Dall’altra parte delle barricate, al fianco di studenti e cittadini, si schierano anche i veterani delle sanguinose guerre degli anni ’90: uomini mandati a combattere contro popoli fratelli, poi dimenticati dallo Stato. Oggi, quegli stessi veterani tornano in piazza, non per combattere un nemico esterno, ma per difendere la dignità e i diritti del proprio popolo.

Le reazioni internazionali

Tutto questo accade alle porte dell’Unione europea. La Commissaria per l’Allargamento, Marta Kos, ha dichiarato di seguire con attenzione gli sviluppi, condannando ogni forma di odio e violenza e ribadendo l’importanza del rispetto dei diritti fondamentali. Tuttavia, molti serbi percepiscono l’UE come distante dal popolo e troppo vicina al governo. Emblematico è il caso del progetto di estrazione del litio “Rio Tinto”, che – se realizzato – avrebbe conseguenze ambientali devastanti sul territorio.

Una voce che chiede giustizia

Dietro le barricate e le cariche della polizia, c’è una popolazione che lotta ogni giorno per riconquistare la propria voce, in un contesto in cui la repressione è la risposta alla richiesta di diritti. Eppure, di tutto questo si parla fin troppo poco.

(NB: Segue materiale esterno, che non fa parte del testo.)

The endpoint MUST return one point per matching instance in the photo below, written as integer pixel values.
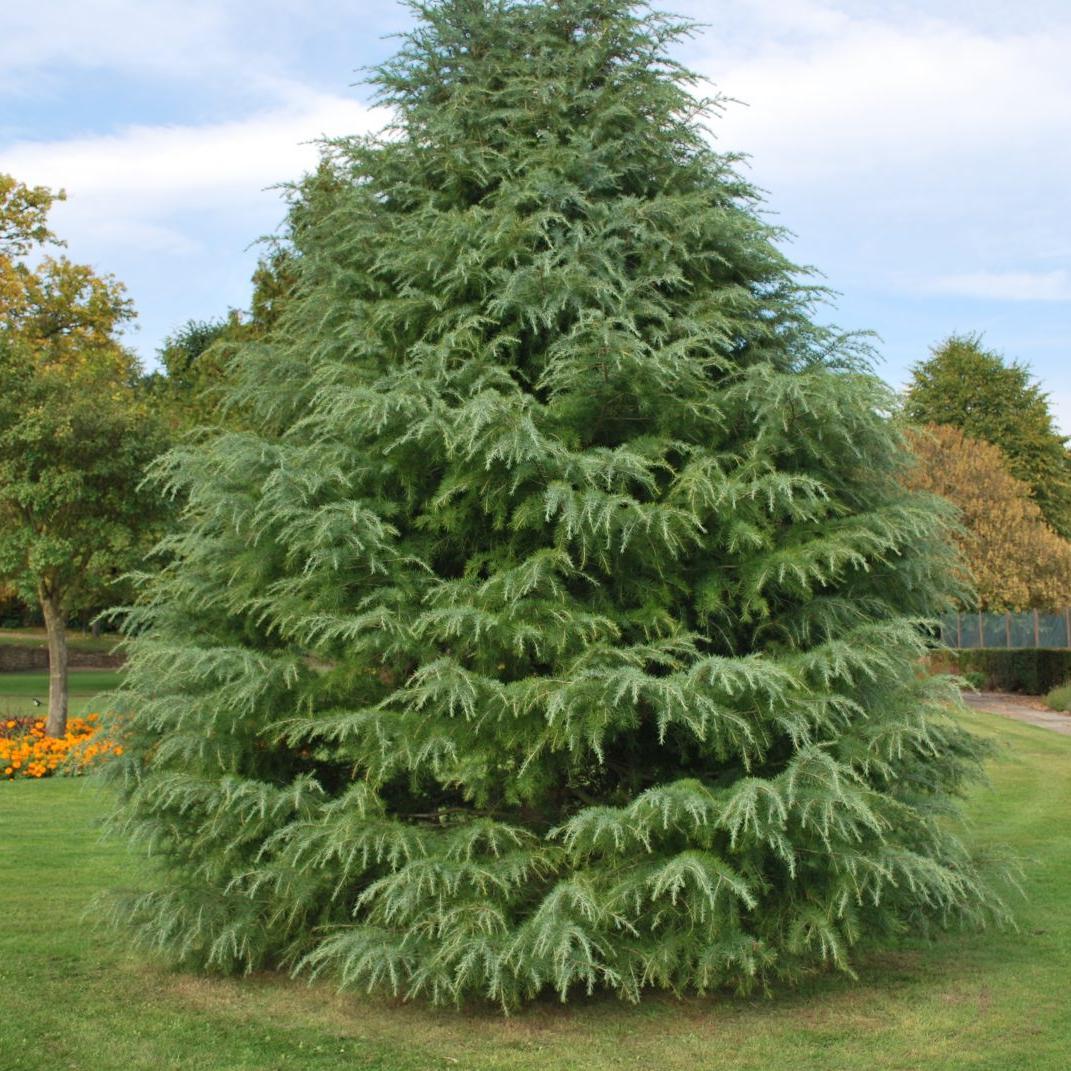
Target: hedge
(1034, 670)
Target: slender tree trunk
(56, 627)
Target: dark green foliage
(971, 388)
(554, 623)
(1031, 670)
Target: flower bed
(27, 752)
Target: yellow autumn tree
(75, 433)
(1014, 559)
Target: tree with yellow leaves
(75, 435)
(1015, 560)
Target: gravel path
(1021, 708)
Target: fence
(1032, 629)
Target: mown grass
(76, 640)
(71, 997)
(18, 691)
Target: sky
(919, 151)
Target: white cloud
(127, 187)
(1007, 286)
(157, 36)
(856, 96)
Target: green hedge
(1034, 670)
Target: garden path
(1020, 708)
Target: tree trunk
(56, 627)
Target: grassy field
(71, 998)
(18, 691)
(76, 640)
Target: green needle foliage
(554, 621)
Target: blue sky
(919, 151)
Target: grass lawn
(18, 691)
(76, 640)
(71, 998)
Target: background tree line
(81, 421)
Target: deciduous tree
(75, 437)
(966, 386)
(1014, 560)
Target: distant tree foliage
(553, 622)
(75, 434)
(968, 387)
(195, 358)
(1014, 560)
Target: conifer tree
(554, 620)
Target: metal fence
(1030, 629)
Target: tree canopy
(1014, 560)
(75, 435)
(553, 622)
(966, 386)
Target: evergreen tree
(965, 386)
(554, 623)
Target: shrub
(1031, 670)
(26, 751)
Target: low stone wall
(15, 657)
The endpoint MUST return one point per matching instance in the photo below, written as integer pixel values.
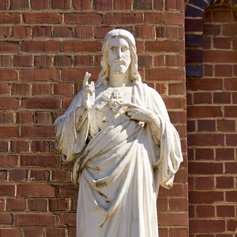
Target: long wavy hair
(133, 68)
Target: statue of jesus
(118, 133)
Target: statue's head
(119, 54)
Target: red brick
(222, 43)
(225, 125)
(83, 32)
(39, 103)
(68, 191)
(5, 61)
(4, 4)
(35, 219)
(204, 183)
(231, 139)
(164, 46)
(17, 5)
(24, 117)
(40, 46)
(82, 5)
(230, 84)
(59, 232)
(39, 146)
(202, 98)
(40, 161)
(68, 219)
(61, 175)
(37, 131)
(40, 75)
(217, 56)
(35, 190)
(3, 176)
(223, 70)
(40, 175)
(6, 219)
(3, 146)
(5, 88)
(231, 196)
(122, 4)
(123, 18)
(6, 117)
(230, 111)
(41, 31)
(208, 197)
(178, 232)
(83, 19)
(4, 32)
(23, 61)
(19, 146)
(6, 232)
(18, 175)
(60, 31)
(204, 112)
(232, 225)
(178, 204)
(225, 154)
(42, 18)
(43, 118)
(145, 32)
(173, 219)
(102, 5)
(224, 182)
(204, 211)
(206, 125)
(81, 46)
(10, 18)
(36, 232)
(63, 4)
(163, 18)
(58, 204)
(43, 61)
(205, 168)
(83, 60)
(9, 131)
(37, 204)
(41, 89)
(16, 205)
(225, 211)
(174, 103)
(165, 74)
(204, 85)
(62, 60)
(204, 226)
(21, 89)
(39, 5)
(63, 89)
(9, 46)
(7, 190)
(71, 231)
(8, 161)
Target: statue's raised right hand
(88, 92)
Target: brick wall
(212, 127)
(46, 46)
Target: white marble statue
(118, 133)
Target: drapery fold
(121, 168)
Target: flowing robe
(120, 164)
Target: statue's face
(119, 57)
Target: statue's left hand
(138, 113)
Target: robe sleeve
(163, 131)
(72, 130)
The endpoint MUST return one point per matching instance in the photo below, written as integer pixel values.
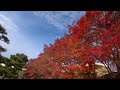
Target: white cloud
(19, 43)
(59, 19)
(7, 23)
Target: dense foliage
(10, 68)
(94, 37)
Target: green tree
(3, 38)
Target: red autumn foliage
(95, 36)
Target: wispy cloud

L’Occidente non può restare indifferente

E l’Occidente in tutto ciò non può restare indifferente. Anche se si tratta di una battaglia interna a uno Stato sovrano, abbiamo il dovere morale di fare ciò che è nelle nostre possibilità: informare, denunciare, sostenere chi lotta per la libertà. Perché la democrazia non è mai solo una questione nazionale: è un bene comune, fragile e prezioso, che riguarda tutti noi, cittadini europei.